The Southeastern American Indian Cancer Health Equity Partnership (SAICEP) is a joint effort of the three National Cancer Institute-designated comprehensive cancer centers in North Carolina to address the cancer-related needs of American Indian communities in the state and beyond. Ronny Bell, a member of the Lumbee tribe, represents Wake Forest Baptist Comprehensive Cancer Center in SAICEP. The other two participating cancer centers are UNC Lineberger Comprehensive Cancer Center and Duke Cancer Institute. Bell is also the chair of the North Carolina American Indian Health Board.

Outreach to Native American communities in North Carolina requires assessing cancer incidence, stage at diagnosis and mortality in this population, Bell said. Any outreach needs to build on already-existing relationships with tribal leaders, he said, to increase cancer awareness, expand access to cancer education and build community in the population.

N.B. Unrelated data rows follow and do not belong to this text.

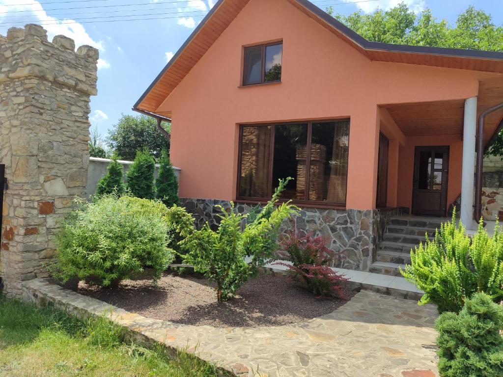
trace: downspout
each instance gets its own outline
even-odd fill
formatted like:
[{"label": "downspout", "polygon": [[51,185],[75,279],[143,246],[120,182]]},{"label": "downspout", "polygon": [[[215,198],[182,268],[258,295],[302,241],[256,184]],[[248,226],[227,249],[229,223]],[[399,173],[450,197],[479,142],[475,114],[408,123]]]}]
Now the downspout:
[{"label": "downspout", "polygon": [[171,119],[166,118],[166,117],[162,117],[160,115],[157,115],[157,114],[154,114],[153,113],[150,113],[148,111],[144,111],[143,110],[140,110],[139,109],[135,109],[134,108],[133,108],[133,111],[137,112],[138,113],[140,113],[141,114],[142,114],[144,115],[146,115],[148,117],[151,117],[152,118],[155,119],[155,120],[156,120],[157,122],[157,129],[159,130],[159,131],[161,132],[161,133],[162,133],[164,136],[167,138],[167,139],[170,139],[171,138],[171,135],[170,134],[170,133],[168,132],[165,130],[164,130],[164,128],[162,128],[162,126],[161,126],[161,123],[163,121],[171,122]]},{"label": "downspout", "polygon": [[[477,172],[475,175],[475,218],[477,222],[482,217],[482,180],[484,163],[484,123],[485,117],[488,114],[497,111],[500,109],[503,109],[503,102],[485,110],[480,114],[480,116],[478,118],[478,130],[477,132]],[[500,123],[500,126],[501,125],[501,124]]]}]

Camille Ragin of Fox Chase Cancer Center in Philadelphia described her research into cancer incidence in Black populations in the U.S., who on average have the highest mortality and lowest survival rates for most cancers, she said. However, the U.S. Black population is heterogeneous, with a large minority of immigrants or descendants of immigrants from the Caribbean region and Africa. Foreign-born Black people in the U.S. have lower rates of cancer, especially lung cancer, Ragin said, in part due to lower smoking rates in these communities, especially among women. For example, using data from 2012 to 2018, Ragin said, 98% of Caribbean women immigrants and 97% of women immigrating from Africa reported never smoking, while 64% of U.S.-born Blackwomen said they never smoked.

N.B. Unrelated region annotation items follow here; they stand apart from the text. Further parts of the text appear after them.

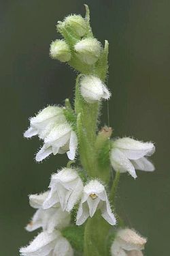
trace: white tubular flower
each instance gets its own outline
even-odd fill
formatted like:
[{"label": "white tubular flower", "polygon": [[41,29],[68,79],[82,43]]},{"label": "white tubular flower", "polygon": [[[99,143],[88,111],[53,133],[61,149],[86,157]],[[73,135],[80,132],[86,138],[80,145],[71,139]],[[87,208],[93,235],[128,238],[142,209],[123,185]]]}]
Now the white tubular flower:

Paskett opened the session by describing work she had done to address cervical cancer in Ohio by working with community leaders. According to Paskett, 32 counties in Ohio are part of Appalachia as designed by the federal government. These areas are characterized by higher rates of human papillomavirus, or HPV, infection, which increases the risk for developing cervical cancer. Among the challenges they faced, Paskett said, was the attitude that “In Appalachia, we don’t talk about cancer, and we don’t talk about cervix.” By working through community groups and training community health workers, Paskett said, more than 77,000 women have been reached by the programin Ohio by people trained “to take care of [their] own.”

“That is the power we have working with the community,” she added.

Kevin McLaughlin is the executive editor of Cancer Today.